Find the ${20}^{th}$ term and the sum of $20$ terms of the series:
$2\times 4+4\times 6+6\times 8+.....$

Answer 1

$2\times 4+4\times 6+6\times 8+.....$

In each term of sequence, first and second number forms an A.P. with common difference $2$ and $2$ respectively.

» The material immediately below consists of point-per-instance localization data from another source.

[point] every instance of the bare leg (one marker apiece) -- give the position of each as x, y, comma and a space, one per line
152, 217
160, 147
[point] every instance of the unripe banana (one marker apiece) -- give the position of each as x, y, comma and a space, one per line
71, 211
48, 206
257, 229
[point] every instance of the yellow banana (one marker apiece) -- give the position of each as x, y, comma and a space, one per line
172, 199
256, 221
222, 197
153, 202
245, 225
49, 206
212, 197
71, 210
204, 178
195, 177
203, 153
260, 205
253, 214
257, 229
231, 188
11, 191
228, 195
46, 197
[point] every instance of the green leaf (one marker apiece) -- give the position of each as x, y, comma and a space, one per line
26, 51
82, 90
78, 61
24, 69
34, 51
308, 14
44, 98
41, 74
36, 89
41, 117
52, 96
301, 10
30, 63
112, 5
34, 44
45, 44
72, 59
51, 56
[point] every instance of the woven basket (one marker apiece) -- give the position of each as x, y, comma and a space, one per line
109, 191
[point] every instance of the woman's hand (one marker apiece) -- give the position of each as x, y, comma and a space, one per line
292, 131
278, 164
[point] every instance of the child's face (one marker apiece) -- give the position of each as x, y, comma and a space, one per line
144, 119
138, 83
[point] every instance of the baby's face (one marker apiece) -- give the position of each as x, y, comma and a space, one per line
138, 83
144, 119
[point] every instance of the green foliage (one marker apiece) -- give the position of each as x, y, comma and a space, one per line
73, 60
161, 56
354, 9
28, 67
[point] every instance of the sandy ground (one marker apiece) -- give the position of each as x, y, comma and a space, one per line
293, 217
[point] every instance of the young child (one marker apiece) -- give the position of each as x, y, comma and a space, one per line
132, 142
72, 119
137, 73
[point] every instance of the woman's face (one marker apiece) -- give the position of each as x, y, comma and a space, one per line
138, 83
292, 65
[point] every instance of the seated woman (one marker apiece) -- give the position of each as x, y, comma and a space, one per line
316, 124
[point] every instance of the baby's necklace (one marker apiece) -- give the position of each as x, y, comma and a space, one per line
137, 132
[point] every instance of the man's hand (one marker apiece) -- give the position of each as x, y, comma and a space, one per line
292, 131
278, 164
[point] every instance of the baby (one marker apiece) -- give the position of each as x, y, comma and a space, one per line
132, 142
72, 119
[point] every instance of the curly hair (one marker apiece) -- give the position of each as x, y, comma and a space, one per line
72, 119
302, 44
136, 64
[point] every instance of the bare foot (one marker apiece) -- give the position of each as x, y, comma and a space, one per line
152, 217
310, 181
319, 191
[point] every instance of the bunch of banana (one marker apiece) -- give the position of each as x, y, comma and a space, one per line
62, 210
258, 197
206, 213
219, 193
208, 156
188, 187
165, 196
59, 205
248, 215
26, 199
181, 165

Let $T_n$ be the $n^{th}$ term of the given series then, $T_n=\{n_{th}\text{term of}2,4,6,...\}\times \{n^{th}\text{term of}4,6,8,...\}$

$=[2+(n-1)\times 2]\times [4+(n-1)\times 2]$

$=2n(2n+2)$

$\Rightarrow T_n=4n^2+4n\cdots \left(1\right)$

Put $n=20$

$\Rightarrow T_{20}=4\times (20{)}^2+4\times 20$

$=4\times 400+80=1680$

Let $S_n$ denote the sum of $n$ terms of the series whose $n^{th}$ terms is $T_n$, Then,

$S_n=\sum T_n$

$=\sum (4n^2+4n)$

$=4\sum n^2+4\sum n$

Upon simplification we get,

$=4\left[\frac{n(n+1)(2n+1)}{6}\right]+4\left[\frac{n(n+1)}{2}\right]$

$=n(n+1)[\frac{2(2n+1)}{3}+2]$

$=n(n+1)\left[\frac{4n+2+6}{3}\right]$

$=n(n+1)\left[\frac{(4n+8)}{3}\right]$

$\Rightarrow S_n=\frac{n}{3}(n+1)(4n+8)$

Put = 20

$\Rightarrow S_{20}=\frac{20}{3}(20+1)(4\times 20+8)$

$\Rightarrow S_{20}=12320$

Final answer:

$\therefore {20}^{th}$ term of series is 1680 and sum of 20 term series is 12320.